As a young player, you don’t appreciate that this is a short career, and you have to make the most of your time on the tour. As a teenager, I didn’t sacrifice enough. I would like to tell my teenage self to just be a boring, stupid professional, to sacrifice everything to tennis. Back then, I never missed a training session, even after going out and getting drunk, but I thought that if I did everything in practice, that it would all be okay. It wasn’t okay. It’s about the small things. Are you eating properly? What time are you going to bed? Are you stretching after every match and practice? Are you watching back videos of your defeats? Are you going on to YouTube and looking at how Roger Federer moves on court? Are you showing a Nadal-like attitude on every point? You need to be thinking about all of these things.
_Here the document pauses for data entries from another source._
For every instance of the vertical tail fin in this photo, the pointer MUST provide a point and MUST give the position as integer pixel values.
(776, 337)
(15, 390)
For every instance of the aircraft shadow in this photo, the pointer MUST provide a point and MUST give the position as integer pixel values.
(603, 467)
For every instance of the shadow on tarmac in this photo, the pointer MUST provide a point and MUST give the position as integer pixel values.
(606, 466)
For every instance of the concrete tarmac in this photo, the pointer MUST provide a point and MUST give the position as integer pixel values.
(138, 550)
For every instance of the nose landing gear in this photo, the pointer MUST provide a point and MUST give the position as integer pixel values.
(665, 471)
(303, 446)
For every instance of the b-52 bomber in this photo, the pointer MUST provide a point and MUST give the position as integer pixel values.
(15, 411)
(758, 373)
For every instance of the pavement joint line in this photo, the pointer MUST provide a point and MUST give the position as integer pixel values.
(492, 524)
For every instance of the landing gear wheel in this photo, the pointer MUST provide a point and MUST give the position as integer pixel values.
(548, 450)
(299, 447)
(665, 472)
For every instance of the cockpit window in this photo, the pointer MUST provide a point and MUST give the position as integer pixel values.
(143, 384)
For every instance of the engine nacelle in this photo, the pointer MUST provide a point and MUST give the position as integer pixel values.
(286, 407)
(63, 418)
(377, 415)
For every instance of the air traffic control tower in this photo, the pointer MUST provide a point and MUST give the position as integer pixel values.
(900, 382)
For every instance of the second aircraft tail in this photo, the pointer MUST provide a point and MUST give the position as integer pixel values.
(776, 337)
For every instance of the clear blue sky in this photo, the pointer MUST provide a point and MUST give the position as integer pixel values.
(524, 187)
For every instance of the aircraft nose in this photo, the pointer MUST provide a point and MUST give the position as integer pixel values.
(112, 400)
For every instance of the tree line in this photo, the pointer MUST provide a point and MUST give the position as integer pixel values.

I still occasionally go out and have a drink, so I have a life, but I recognise that everything comes second to tennis.
I’m looking forward to spending time with these kids, having lunches and dinners together, and getting to know them. I also like practising with young players, as some of my best results after practising with juniors. Maybe that’s because they are so pumped-up about being on the court, and also I can always make sure that the training session is more focused on what I need to be working on. My coach doesn’t always like it, though, when I train with juniors as I can sometimes spend too much time trying to help them improve their game rather than concentrating on myself. Especially when I can see that the young player wants to learn, that he is interested in more than just getting the ball back. Hopefully, I can find a golden middle.
This programme with Tecnifibre is something I genuinely want to. I know that it won’t be a pain in the ass. And I hope they will learn something.